For clarity and ease of comparison in Figure-1 — I’ve put the first 2 ECGs recorded in today’s case together. Regarding the initial ECG (TOP tracing in Figure-1) — I considered 3 possible conclusions:

• Conclusion #1: In the context of significant sinus tachycardia — my “eye” was captured by the presence of diffuse ST depression that is present in at least 8/12 leads (9/12 leads if you count the clearly straightened ST segment in lead V1). In association with ST elevation in lead aVR — my initial impression was DSI (Diffuse Subendocardial Ischemia). As emphasized in My Comment in the July 25, 2024 post — DSI does not necessarily indicate acute coronary occlusion. And although many patients with DSI do have severe coronary disease — other conditions (ie,tachyarrhythmias, hypotension, anemia, etc.) may cause DSI in the absence of underlying coronary disease.
• Conclusion #2: Distinction between DSI vs acute posterior OMI is sometimes difficult. Posterior OMI is suggested when ST depression in the chest leads is maximal in lead V2 and/or V3 and/or V4 — whereas DSI is more likely when there is little distinction in the relative amount of chest lead ST depression and/or when ST depression is maximal in lateral chest leads V5 and/or V6. More than just the relative amount of ST depression — my “eye” was drawn to the shape of the shelf-like flattened and depressed ST segment in lead V2 (downward RED arrow in Figure-1) — so like Dr.
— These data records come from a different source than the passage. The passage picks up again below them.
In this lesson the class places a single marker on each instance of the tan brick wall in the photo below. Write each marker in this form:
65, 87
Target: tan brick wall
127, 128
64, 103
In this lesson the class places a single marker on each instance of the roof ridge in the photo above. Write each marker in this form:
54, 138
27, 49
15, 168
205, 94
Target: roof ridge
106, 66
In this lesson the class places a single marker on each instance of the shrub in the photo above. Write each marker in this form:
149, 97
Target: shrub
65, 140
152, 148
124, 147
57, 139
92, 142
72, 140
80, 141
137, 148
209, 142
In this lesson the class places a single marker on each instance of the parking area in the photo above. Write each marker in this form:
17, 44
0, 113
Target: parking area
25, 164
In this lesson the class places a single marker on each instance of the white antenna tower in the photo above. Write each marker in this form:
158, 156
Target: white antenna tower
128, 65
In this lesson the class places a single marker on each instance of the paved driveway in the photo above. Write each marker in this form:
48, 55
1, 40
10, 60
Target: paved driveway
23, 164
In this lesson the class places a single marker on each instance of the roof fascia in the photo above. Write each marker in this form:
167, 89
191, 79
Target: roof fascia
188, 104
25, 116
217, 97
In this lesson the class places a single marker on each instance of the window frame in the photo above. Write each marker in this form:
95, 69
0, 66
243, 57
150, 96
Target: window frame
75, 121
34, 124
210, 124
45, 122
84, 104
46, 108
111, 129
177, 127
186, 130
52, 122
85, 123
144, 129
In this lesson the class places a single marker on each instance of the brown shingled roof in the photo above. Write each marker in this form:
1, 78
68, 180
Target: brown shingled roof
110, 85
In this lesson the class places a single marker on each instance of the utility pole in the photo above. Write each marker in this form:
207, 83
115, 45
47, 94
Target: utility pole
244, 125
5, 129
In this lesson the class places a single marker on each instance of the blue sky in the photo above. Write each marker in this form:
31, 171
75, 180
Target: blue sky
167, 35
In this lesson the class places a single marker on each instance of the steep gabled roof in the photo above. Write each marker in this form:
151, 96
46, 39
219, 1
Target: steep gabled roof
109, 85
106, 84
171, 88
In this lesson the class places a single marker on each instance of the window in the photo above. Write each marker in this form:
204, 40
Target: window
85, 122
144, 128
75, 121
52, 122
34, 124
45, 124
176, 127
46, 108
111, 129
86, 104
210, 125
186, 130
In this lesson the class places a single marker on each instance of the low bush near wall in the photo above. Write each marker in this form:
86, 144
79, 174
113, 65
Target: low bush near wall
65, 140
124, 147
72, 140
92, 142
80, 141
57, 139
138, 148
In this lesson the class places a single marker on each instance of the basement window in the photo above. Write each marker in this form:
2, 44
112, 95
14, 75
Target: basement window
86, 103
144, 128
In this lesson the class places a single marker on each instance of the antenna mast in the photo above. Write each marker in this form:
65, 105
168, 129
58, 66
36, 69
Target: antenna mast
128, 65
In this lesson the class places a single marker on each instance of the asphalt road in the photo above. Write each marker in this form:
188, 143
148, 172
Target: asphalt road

Frick, I also strongly suspected acute posterior OMI in ECG #1.
• Conclusion #3: My 3rd “conclusion” turned out to be the one I favored most ==> both DSI and posterior OMI. In addition — I thought the straightened (but neither elevated nor depressed) ST segment takeoff in lead III of ECG #1 was different than the definite ST depression in the other 2 inferior leads (leads II,aVF) — such that ECG #1 manifested certain features of an Aslanger Pattern, in which the lead III ST-T wave appearance might be signaling ongoing inferior OMI in this patient with ECG signs of associated posterior OMI and DSI (See My Comment in the November 14, 2025 post — for another example of these Aslanger-like features).
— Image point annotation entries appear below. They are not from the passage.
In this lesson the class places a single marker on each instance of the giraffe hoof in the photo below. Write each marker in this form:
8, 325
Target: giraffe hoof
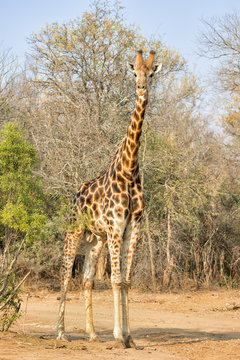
94, 338
119, 344
130, 343
63, 337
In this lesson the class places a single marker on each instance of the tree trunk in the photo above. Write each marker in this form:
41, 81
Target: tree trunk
168, 271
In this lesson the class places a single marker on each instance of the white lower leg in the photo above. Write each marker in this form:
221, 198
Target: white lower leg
117, 332
88, 307
125, 312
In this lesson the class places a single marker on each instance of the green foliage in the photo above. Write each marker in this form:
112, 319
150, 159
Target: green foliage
22, 198
21, 213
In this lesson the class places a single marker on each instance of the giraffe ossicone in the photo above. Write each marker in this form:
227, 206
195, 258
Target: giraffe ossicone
116, 203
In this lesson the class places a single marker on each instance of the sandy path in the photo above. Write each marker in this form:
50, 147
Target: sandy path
194, 325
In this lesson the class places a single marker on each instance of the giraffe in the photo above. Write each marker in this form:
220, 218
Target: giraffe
116, 203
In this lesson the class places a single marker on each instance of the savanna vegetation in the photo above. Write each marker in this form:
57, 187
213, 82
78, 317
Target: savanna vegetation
62, 118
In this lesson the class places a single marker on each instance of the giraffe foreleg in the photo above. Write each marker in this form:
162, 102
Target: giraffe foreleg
129, 245
114, 245
71, 244
90, 263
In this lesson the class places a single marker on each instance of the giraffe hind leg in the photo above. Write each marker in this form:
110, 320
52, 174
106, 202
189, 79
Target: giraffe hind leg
91, 258
71, 244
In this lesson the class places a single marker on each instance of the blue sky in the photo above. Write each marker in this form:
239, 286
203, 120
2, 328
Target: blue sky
178, 22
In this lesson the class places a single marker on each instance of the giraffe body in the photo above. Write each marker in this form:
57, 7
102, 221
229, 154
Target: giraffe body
116, 203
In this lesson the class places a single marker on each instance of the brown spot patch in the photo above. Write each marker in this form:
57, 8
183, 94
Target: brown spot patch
89, 199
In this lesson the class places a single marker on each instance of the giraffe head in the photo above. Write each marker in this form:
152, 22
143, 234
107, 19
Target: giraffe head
144, 71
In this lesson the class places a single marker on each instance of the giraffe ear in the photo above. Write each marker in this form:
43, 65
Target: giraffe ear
131, 67
157, 68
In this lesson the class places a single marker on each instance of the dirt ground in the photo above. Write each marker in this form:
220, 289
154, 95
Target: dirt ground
193, 325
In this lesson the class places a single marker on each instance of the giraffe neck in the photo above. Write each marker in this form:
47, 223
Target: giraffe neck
131, 142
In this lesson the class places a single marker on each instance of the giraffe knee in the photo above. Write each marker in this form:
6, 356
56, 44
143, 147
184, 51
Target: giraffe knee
87, 284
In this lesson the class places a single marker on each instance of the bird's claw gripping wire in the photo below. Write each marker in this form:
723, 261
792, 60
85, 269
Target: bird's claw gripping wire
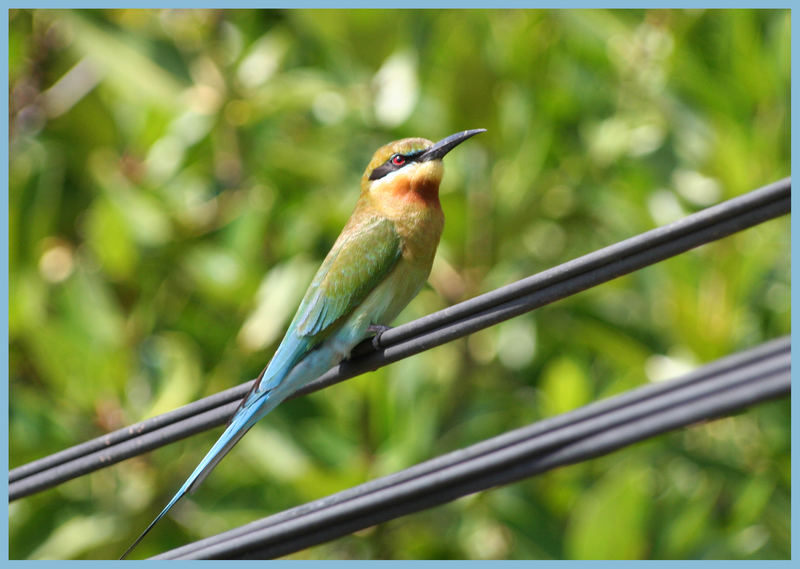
378, 330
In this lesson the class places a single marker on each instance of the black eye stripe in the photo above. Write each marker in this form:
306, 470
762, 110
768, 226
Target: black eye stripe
388, 166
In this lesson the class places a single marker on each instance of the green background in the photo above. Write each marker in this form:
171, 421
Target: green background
177, 176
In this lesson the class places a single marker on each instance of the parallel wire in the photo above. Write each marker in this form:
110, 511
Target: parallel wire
424, 333
714, 390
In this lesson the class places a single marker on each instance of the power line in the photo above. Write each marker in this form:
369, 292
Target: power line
424, 333
717, 389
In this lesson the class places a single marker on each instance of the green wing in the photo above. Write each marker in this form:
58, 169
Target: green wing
360, 259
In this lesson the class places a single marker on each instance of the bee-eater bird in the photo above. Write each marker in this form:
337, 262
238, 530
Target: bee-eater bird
377, 265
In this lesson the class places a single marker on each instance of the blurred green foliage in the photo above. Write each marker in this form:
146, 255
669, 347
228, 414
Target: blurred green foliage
176, 177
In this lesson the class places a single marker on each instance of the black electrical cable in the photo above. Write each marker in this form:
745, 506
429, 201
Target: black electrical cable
714, 390
435, 329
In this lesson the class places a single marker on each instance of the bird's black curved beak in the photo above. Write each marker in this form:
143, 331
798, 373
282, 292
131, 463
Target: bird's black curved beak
447, 144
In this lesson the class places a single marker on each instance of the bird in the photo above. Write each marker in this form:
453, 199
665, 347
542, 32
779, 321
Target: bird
379, 262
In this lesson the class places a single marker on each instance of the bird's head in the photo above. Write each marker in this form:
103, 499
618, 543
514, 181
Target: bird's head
410, 168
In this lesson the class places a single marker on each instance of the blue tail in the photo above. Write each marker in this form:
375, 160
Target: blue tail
245, 417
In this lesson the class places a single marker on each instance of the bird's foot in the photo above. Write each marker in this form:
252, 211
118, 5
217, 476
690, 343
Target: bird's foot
378, 330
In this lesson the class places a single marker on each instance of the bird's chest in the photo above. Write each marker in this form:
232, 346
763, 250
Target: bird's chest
419, 233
• In support of my 3rd Conclusion — the fragmented initial component of the rS complex in lead III (YELLOW arrow) in my experience very often serves as a marker for a “pseudo-Q wave” that indicates inferior infarction has occurred at some point in time.
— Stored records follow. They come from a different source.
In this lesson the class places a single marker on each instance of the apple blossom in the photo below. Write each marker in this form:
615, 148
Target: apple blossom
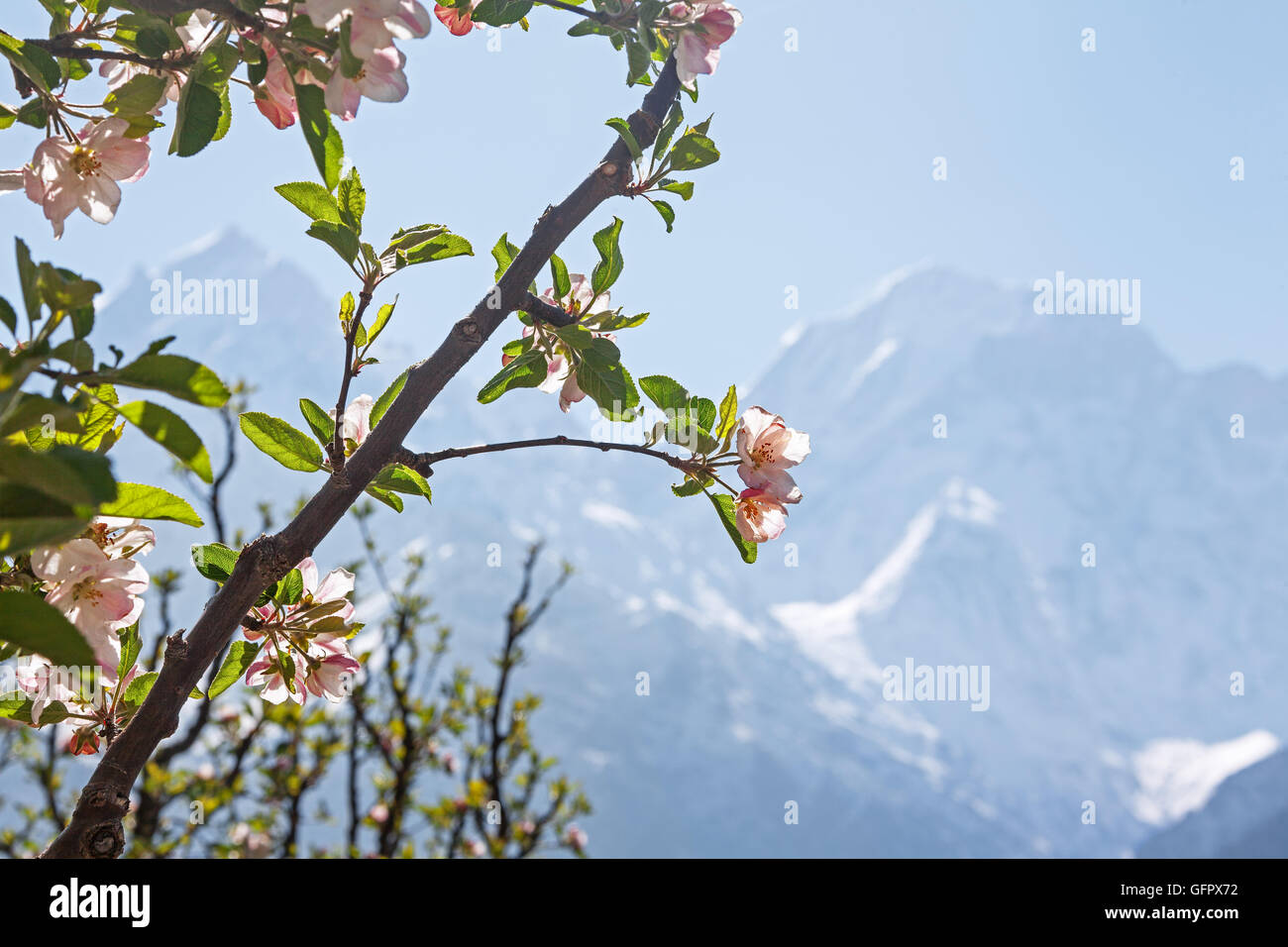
699, 29
760, 515
193, 35
99, 594
64, 175
768, 447
39, 680
381, 78
576, 838
296, 660
581, 302
458, 20
357, 421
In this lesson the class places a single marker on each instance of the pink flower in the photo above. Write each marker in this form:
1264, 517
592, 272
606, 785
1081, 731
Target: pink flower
98, 594
458, 20
583, 303
267, 673
760, 515
381, 78
320, 661
333, 674
576, 838
193, 34
768, 447
357, 419
39, 680
64, 175
700, 29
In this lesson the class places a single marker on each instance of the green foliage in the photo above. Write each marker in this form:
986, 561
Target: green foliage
40, 629
288, 446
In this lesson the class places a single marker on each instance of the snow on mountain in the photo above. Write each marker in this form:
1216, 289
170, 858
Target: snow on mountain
1247, 817
967, 551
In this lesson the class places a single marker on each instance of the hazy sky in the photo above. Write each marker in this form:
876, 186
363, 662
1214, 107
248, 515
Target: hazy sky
1106, 163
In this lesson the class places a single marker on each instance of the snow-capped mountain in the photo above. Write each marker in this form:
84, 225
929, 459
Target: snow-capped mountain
966, 453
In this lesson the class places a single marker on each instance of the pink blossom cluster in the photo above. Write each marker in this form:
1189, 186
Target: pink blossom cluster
767, 450
698, 30
97, 582
305, 644
374, 25
584, 303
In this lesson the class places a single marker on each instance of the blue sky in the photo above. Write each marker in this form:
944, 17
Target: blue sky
1107, 163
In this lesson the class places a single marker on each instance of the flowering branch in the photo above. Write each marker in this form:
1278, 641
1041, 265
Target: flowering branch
94, 828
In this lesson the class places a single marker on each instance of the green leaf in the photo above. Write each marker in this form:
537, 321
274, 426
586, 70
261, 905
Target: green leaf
76, 476
140, 688
141, 501
665, 392
33, 60
29, 279
526, 371
20, 534
240, 657
288, 446
668, 132
503, 254
678, 187
559, 275
666, 210
706, 412
175, 375
424, 244
610, 262
171, 432
214, 561
338, 237
601, 376
403, 479
37, 626
138, 95
353, 200
132, 643
290, 587
724, 505
312, 198
8, 316
196, 119
728, 414
382, 317
21, 707
322, 138
385, 496
694, 150
387, 398
692, 487
623, 131
321, 423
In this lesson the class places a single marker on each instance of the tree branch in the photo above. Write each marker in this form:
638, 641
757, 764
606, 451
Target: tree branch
424, 463
94, 828
65, 48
BOTTOM Line: Clinically — it does not matter which of my 3 Conclusions is the “correct” one — because IF the diffuse ST-T wave abnormalities seen in ECG #1 persist in this patient who has just been resuscitated from cardiac arrest — prompt cath will be indicated regardless — in order to define the anatomy (and perform PCI if there is evidence of coronary occlusion).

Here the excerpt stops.